A non-linear SVM model with radial basis function (RBF) kernel was used for training and testing. Platt scaling was applied to transform the binary classifier into a scoring function [30]. The SVM score p, ranging from 0 to 1, is a probability indicating the likelihood of a protein-DNA complex to be a near-native or native structure. For the purpose of an easy comparison with other scoring methods, including the orientation and DDNA3 protein-DNA interaction potentials, we calculated 1 – p values as the SVM score. Therefore, the lower the 1- p, the greater the confidence in the predicted TF-DNA complex models. A linear kernel was also applied to train the SVM models to see if there are any performance differences between linear and non-linear SVM models. R package e1071, which has embedded functionalities with both linear and RBF kernels, and Platt scaling, was used for training the SVM models.

Balanced class selection

For most of the cases in the training dataset, the number of near-native models produced from docking simulations is far lower than the number of bad models. Among all the simulation models, only 7.6% are considered positives with a 3 Å RMSD cutoff. The majority of the docked complex models (92.4%) have more than 3 Å RMSD compared to their corresponding native complex structures. To reduce training bias, we applied a technique called hard-negative mining, which applies an iterative training process by selecting an initial training dataset with all the positive cases and a random sample of the same size from the negative cases. It then trains a model based on the initial training dataset and adds to it the cases that resulted in false positives after previous training, until the training dataset remains unchanged [26].

Performance evaluatuion

We used two methods for performance evaluation in training and testing.
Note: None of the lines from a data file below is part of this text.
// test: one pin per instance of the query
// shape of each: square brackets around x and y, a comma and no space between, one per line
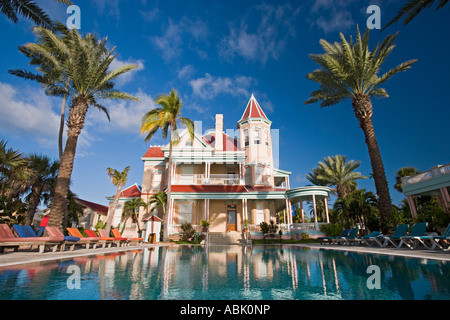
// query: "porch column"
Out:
[412,206]
[315,211]
[326,209]
[446,199]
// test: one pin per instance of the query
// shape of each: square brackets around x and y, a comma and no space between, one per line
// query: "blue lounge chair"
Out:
[384,241]
[418,230]
[324,240]
[431,242]
[348,239]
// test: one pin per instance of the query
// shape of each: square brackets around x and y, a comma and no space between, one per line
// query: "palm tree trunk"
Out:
[77,115]
[362,107]
[112,210]
[169,189]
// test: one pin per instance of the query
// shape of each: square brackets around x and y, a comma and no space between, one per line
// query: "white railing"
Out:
[214,179]
[434,172]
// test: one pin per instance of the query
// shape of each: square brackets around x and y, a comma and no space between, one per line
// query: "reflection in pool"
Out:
[229,273]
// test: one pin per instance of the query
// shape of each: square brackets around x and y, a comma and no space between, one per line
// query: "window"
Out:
[156,181]
[259,212]
[257,137]
[185,212]
[246,139]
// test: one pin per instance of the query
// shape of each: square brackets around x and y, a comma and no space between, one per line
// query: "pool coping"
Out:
[23,257]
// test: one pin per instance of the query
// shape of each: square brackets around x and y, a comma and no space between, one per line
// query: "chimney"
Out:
[219,132]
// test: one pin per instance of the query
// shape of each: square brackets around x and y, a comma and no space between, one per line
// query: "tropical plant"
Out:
[85,78]
[412,8]
[166,118]
[349,70]
[119,180]
[401,173]
[42,179]
[336,171]
[29,10]
[131,210]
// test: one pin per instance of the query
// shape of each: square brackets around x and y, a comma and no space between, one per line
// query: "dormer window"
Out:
[257,137]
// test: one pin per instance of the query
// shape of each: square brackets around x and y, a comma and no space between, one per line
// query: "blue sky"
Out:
[216,53]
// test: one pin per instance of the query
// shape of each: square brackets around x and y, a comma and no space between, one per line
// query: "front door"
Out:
[231,220]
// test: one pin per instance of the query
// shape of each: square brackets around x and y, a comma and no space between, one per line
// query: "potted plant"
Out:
[245,225]
[205,224]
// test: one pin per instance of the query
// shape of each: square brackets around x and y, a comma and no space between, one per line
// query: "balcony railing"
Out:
[214,179]
[435,172]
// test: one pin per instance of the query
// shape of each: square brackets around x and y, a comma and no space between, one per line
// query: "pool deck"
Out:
[9,258]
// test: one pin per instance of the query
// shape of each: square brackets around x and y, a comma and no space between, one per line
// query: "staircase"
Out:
[222,238]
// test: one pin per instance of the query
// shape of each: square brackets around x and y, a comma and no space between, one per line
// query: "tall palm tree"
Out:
[43,173]
[350,70]
[336,171]
[118,179]
[412,8]
[166,118]
[401,173]
[86,79]
[29,10]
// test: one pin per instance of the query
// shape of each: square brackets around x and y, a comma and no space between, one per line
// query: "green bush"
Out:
[332,230]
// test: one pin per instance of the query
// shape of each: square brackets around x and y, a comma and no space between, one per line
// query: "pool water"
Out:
[229,273]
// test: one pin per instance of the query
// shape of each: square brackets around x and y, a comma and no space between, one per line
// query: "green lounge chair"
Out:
[431,242]
[384,241]
[351,237]
[418,230]
[324,240]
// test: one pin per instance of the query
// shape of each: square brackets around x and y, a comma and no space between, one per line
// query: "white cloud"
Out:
[126,77]
[263,41]
[29,112]
[125,115]
[209,86]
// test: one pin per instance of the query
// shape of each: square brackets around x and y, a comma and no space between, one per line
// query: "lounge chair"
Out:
[117,234]
[364,239]
[119,241]
[348,239]
[9,240]
[68,240]
[410,240]
[431,242]
[324,240]
[86,241]
[106,241]
[384,241]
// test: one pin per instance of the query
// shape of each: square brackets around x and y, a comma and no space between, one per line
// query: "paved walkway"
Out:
[9,257]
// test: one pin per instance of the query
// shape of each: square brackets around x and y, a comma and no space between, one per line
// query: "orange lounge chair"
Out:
[9,240]
[86,241]
[117,234]
[103,240]
[119,241]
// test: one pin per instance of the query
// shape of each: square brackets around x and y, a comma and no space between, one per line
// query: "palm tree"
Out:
[29,10]
[166,117]
[42,182]
[336,171]
[411,9]
[118,179]
[401,173]
[350,70]
[86,79]
[131,210]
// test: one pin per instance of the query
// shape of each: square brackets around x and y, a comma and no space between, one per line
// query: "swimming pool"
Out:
[229,273]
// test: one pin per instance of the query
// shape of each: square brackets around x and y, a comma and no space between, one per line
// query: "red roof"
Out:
[229,143]
[154,152]
[94,206]
[131,192]
[253,110]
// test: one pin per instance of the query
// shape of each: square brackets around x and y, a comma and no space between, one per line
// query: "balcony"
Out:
[214,179]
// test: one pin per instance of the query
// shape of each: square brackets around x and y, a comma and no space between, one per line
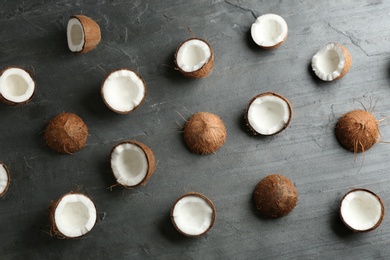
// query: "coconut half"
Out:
[83,34]
[72,215]
[193,214]
[132,163]
[123,91]
[269,31]
[17,86]
[331,62]
[268,114]
[194,58]
[361,210]
[4,179]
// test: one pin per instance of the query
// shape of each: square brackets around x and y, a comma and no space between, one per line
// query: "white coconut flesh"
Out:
[75,215]
[16,85]
[328,62]
[129,164]
[75,35]
[361,210]
[192,215]
[192,55]
[268,114]
[268,30]
[123,90]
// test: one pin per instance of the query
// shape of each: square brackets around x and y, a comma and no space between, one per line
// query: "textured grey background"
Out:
[143,35]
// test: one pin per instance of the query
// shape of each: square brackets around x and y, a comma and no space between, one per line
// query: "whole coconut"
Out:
[357,131]
[204,133]
[275,196]
[66,133]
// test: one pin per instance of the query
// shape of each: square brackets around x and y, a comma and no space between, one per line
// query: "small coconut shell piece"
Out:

The first one is Matthews Correlation Coefficient (MCC), a widely-used method for assessing binary classifiers. Unlike other measures such as precision that is biased towards increasing the number of true positive cases only, MCC evaluates the performance by considering all four cases, true positive (TP), true negative (TN), false positive (FP), and false negative (FN), as shown in Eq. 1. MCC also has the advantage when the number of positive and negative cases are unbalanced, making it particularly useful for this study.

$$ MCC=\frac{TP\times TN- FP\times FN}{\sqrt{\left( TP+ FP\right)\left( TP+ FN\right)\left( TN+ FP\right)\left( TN+ FN\right)}} $$
(1)

In addition to MCC, prediction accuracy (Eq. 2) was used for evaluating the model performance on the testing set. A probability cut-off of 0.5 for the SVM score p was applied for assigning a good (1-p < 0.5) or a bad (1-p ≥ 0.5) prediction. If the best score out of 200 predictions is < 0.5 with RMSD ≤3 Å, then the case is a TP; if the best score is < 0.5, but the RMSD of the model is more than 3 Å, then the case is defined as FP; If the best score is ≥0.5, and the minimum RMSD of the 200 predictions is greater than 3 Å i.e., the docking algorithm fails to produce any good models, the case is classified as TN. However, if the best score is ≥0.5, but there is at least one near native model (RMSD ≤3 Å), then it is considered as a FN.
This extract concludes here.